Interview mit Fritz Schmid, festangestellter Fahrer des NPZ

Teil 2 Zuchtziele und Feldtest

1. Was zeichnet den Freiberger als Fahrpferd aus und welche Maßnahmen würden Sie ergreifen, um die Zucht in diese Richtung zu bringen?

Wir müssen bei den bewährten Charaktereigenschaften des Freibergers bleiben: Frühreife, Einfachheit des Charakters, Einfachheit der Aufzucht und der Haltung, Genügsamkeit, Vielseitigkeit und Gang. Der Freiberger ist deutlich frühreifer als andere Rassen, die Ausbildung dauert bei einigen anderen Rassen deutlich länger. Die Lernbereitschaft des Freibergers ist sehr groß.

2. Was genau meinen Sie mit Einfachheit des Charakters?

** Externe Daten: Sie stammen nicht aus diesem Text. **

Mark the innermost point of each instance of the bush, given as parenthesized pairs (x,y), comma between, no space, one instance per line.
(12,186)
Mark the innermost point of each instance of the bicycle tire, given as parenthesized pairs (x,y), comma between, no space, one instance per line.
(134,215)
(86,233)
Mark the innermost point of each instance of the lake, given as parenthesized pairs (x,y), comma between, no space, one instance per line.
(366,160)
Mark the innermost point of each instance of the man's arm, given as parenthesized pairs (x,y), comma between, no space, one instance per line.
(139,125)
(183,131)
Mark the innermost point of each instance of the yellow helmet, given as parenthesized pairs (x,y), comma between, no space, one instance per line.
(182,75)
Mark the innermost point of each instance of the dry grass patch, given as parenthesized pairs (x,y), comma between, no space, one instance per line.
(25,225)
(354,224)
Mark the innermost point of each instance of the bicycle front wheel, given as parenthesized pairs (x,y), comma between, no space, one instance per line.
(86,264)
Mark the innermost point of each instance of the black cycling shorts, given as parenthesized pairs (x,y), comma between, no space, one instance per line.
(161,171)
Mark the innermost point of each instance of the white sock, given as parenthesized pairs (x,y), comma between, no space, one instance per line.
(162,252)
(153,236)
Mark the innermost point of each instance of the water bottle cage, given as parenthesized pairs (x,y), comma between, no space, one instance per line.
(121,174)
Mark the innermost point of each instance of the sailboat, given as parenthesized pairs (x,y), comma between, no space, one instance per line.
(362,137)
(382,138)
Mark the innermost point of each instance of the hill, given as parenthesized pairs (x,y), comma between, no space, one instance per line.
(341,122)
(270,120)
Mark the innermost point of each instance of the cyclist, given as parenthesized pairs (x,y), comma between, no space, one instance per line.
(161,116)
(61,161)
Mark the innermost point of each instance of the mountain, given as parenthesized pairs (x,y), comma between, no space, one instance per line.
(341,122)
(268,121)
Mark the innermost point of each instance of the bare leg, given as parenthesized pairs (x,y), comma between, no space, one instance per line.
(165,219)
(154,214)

Die Brauchbarkeit in breiter Verwendung, die vielseitigen Einsatzmöglichkeiten. Ein Freiberger darf nicht wegen kleinen Sachen den Kopf verlieren. Ich meine damit auch kein uninteressiertes, teilnahmsloses Pferd. Das hat nichts damit zu tun, ob die Pferde sogenannte „Originale“ oder Kreuzungsprodukte sind. Ich halte nichts davon, bestimmte Charaktereigenschaften der einen oder der anderen Gruppe zuzuordnen. Ein Pferd sollte sich aufmerksam verhalten. Aufmerksamkeit und Ängstlichkeit sollte man unterscheiden können. Ein Pferd muss mal zwei Tage stehen können und am dritten Tag fährt man Kutsche. Heutzutage können wir unsere Pferde nicht mehr 5 Stunden am Tag beschäftigen sondern beispielweise nur eine Stunde. Die heutigen Anforderungen haben sich verändert, weil die Arbeit mit den Pferden zum Hobby geworden ist. Dieses Hobby am Rande des Arbeitsplatzes stattfindet. Das heutige Pferd ist ein Freizeitpartner und kein Arbeitspferd mehr. Das hat Auswirkungen auf die Voraussetzungen in der Haltung, aber auch auf die Eigenschaften und Verhaltensweisen, die die Pferde haben müssen. Die Verhaltensweisen des Pferdes müssen sich den Bedürfnissen und Ansprüchen des Besitzers anpassen, diese waren früher anders als heute.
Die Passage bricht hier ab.